Robyn Hernandez


While I was growing up, I had a great many theoretical conversations about capital punishment. It always seemed like a good idea, and I didn’t consider my stance hypocritical when I started teaching youth gang members that killing is never a solution. Then in 1994, my grandmother was murdered. She was in her eighties, and I had imagined that once you made it past 70 you didn’t have to worry about dying violently. When Nana was killed, I forgot what I told my students every day, that all killing, all revenge is wrong; I just wanted the person who killed her to die. I lived with that poison in my soul for a while, and then I had to stop thinking about it because it was getting in the way of my own life.

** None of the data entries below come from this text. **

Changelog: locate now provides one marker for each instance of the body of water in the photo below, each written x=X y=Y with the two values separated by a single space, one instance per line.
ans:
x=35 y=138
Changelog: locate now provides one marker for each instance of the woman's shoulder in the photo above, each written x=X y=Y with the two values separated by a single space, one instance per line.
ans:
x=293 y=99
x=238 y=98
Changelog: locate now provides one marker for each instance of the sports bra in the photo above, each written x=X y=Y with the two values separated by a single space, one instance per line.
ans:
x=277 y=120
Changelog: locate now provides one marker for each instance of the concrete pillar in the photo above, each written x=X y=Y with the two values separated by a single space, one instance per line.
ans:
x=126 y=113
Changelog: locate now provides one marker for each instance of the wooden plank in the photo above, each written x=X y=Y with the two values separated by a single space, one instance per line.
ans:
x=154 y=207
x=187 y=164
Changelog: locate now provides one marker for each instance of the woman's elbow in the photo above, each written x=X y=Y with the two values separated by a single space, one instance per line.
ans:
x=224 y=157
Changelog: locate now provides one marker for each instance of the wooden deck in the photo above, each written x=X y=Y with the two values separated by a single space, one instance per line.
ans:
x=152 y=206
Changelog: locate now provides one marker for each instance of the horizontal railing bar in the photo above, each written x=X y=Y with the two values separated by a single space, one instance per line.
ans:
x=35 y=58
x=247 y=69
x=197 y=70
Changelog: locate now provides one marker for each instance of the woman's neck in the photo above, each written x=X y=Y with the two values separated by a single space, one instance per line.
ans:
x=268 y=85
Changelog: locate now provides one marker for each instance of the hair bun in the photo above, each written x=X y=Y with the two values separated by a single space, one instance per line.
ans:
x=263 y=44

Had I been there when they caught my grandmother’s murderer, I would have wanted to kill her myself. I feel differently now. After the heat of the moment, you have time to think. You realize that killing the killer won’t bring back the loved one. You realize that for most criminals the death penalty is not a consideration when they’re committing their crimes, or if it is, it only inspires them to “go for broke.”

I realized that the solution was to be pro-active rather than reactive. If you have the time and the energy, you do something positive to change things. You work with at-risk kids. You work with the media and try to make them be more sensitive to the families of murder victims. You work to dispel the idea that all families want or need revenge. You work to stop the killing.

Robyn is a teacher in Northern California.